Where did you GO, when, and why?
I went to South Africa on Glen Retief’s travel writing trip. It was a GO Short this past summer, May of 2014. This GO Short was one that I had heard about when I was looking at Susquehanna as a high school student. The trip was actually a huge factor in my choosing Susquehanna. And I’ve also always had a weird fixation on South Africa and its culture, so I just lucked out with this trip.

 

Are you still in contact with the people you met?
I’m in contact with our two tour guides, Cedric and Nettie, somewhat in frequently. I am not so much in contact with the individual villagers we met though.

Would you ever go back to Alex?
I would absolutely go back to Alex.

How has your experience in Alex changed your perception of poverty in America?
I don’t really know if it had changed my perception of poverty in America. I think the poverty in Alex was more noticeable than in the US because it’s more centralized. The poverty in America is hidden better I think, or not as publicized as much, I guess. But I’d like for the impoverished areas in America to be fixed just as much as I’d like it to be fixed in Alex.
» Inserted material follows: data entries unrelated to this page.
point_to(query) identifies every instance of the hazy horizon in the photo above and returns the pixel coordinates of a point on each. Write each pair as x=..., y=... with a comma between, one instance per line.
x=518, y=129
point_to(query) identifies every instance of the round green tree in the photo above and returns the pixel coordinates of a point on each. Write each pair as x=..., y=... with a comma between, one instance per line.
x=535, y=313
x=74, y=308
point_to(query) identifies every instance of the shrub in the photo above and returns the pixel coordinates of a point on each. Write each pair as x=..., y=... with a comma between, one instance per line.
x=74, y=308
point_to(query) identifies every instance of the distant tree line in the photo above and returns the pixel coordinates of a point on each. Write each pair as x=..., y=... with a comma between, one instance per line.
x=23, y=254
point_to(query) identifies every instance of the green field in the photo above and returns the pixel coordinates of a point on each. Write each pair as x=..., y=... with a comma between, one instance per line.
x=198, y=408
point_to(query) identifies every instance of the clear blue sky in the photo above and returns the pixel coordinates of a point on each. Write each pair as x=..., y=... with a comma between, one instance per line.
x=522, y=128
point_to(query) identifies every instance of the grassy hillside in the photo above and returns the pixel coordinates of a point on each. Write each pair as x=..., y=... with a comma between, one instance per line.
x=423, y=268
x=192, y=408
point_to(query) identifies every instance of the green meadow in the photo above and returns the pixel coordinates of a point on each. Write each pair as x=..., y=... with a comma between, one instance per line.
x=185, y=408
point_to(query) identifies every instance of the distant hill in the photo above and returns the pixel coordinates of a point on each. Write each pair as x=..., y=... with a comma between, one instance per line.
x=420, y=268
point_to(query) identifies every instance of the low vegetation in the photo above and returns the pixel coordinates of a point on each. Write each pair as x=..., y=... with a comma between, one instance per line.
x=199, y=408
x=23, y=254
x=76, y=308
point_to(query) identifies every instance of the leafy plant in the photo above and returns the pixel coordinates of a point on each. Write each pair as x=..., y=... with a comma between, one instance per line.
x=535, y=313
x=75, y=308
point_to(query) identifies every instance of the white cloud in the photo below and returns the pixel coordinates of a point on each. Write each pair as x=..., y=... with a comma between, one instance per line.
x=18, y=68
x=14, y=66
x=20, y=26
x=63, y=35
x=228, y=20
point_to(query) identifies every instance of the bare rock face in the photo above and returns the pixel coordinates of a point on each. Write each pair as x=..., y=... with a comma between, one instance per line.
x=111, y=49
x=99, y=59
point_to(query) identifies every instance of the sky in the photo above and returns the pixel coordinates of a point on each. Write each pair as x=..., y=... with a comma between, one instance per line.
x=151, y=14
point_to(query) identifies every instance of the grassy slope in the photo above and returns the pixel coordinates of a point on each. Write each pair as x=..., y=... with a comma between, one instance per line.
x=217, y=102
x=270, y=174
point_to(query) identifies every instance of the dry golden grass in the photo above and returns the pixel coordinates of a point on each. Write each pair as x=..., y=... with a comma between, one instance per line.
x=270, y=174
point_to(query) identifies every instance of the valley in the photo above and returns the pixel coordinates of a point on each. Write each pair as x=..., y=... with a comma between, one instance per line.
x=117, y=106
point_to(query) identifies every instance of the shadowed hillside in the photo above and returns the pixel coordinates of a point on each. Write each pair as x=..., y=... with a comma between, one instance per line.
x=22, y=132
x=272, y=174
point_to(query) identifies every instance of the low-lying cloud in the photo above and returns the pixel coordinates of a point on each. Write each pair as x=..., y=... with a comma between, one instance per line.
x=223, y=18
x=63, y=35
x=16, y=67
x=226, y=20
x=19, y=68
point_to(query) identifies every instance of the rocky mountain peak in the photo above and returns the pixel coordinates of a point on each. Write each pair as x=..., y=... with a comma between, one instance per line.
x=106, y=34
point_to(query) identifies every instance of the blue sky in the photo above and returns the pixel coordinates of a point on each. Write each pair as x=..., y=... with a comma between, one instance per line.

I think there’s a quote about how you have to go abroad in order to really notice the issues in your own country.

What were other people on your trip affected most by?
I’m not really sure what everyone was most affected by on the trip. I think that we probably all have different answers to that. But I guess the most obvious one would be just adjusting to the new culture. That’s kind of a lame answer, but we didn’t know their language, we tried really hard I think to learn a few words and communicate with them through gestures, but it’s a real challenge trying to communicate just with gestures. But I also think something we were affected by was just the cultural changes within the country itself. Like we started off in the villages and got really close to those individuals, we stayed in their homes. But towards the end of the trip we went into more of the city-life, we went to Pretoria. And I think the transition of those cultures was a lot more jarring, or took us longer to get used to than just the initial culture shock of being in the villages.